Mr. McCollum was favored by 19 percent of Republicans polled, Mr. Martinez by 18 percent. In December, when Mrs. Harris, the former Florida secretary of state, was considering a run, she polled at 29 percent. Nevertheless, nearly half of Republicans and Democrats are undecided. Indeed, there are more undecided voters than in a previous Senate-race poll conducted in December.

The Democratic front-runner remains former Florida Education Commissioner Betty Castor, who leads her rivals in name recognition but trails them in money raised. She outpolled U.S. Rep. Peter Deutsch 2-to-1, and Miami-Dade Mayor Alex Penelas 3-to-1.

Martha’s party

Washington Post reporter Ceci Connolly, apparently unaware that Martha Stewart is a Democratic activist who has raised large sums of money for the party, says Democrats can use Stewart’s conviction and various corporate scandals as a weapon against the GOP.

“Less than four hours after a federal jury in Manhattan convicted Martha Stewart, Washington Post reporter Ceci Connolly, appearing on [the Fox News Channel], advised Democrats that, ‘if they’re smart,’ they will ‘connect the dots’ amongst people ‘losing jobs,’ ‘high-rollers’ and CEOs ‘getting off easy’ as they ‘give campaign contributions to President Bush,’ not to mention ‘Cheney with Halliburton,’” the Media Research Center’s Brent Baker writes at www.mediaresearch.org.

‘Disingenuous’ complaintt

Debra Burlingame, a lifelong Democrat who lost a brother in the September 11 terror attacks, says other “9/11 families” are wrong to try to stifle debate by demanding that President Bush stop using TV ads that include images from that day.

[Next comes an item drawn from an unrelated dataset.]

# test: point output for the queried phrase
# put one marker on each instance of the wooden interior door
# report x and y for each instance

“It is one thing for individual family members to invoke the memory of all 3,000 victims as they take to the microphone or podium to show respect for our collective loss. It is another for them to attempt to stifle the debate over the future direction of our country by declaring that the images of 9/11 should be off-limits in the presidential race, and to do so under the rubric of ‘the Families of September 11.’

“They do not represent me. Nor do they represent those Americans who feel that September 11 was a defining moment in the history of our country and who want to know how the current or future occupant of the Oval Office views the lessons of that day,” Miss Burlingame said.

She added: “I suspect that the real outrage over the ads has more to do with context than content. It’s not the pictures that disturb them so much as the person who is using them. This is demonstrated in their affiliation with Moveon.org, a rabidly anti-Bush group that sponsored a rally they held last Friday calling for the president to pull his ads off the air. But by disingenuously declaring themselves ‘nonpartisan’ and insisting that it is a matter of ‘taste,’ they retain a powerful weapon that they have learned to exploit to their advantage.”

Slow learners

Some people, no matter how often they are corrected, can’t seem to accept that President Bush repeatedly had justified an invasion of Iraq as removing a threat before it became imminent.

Still, we were surprised to read this line from the New York Times’ lead editorial yesterday: “The Bush administration’s case for invading Iraq was based on a supposedly imminent threat from Iraqi unconventional weapons.”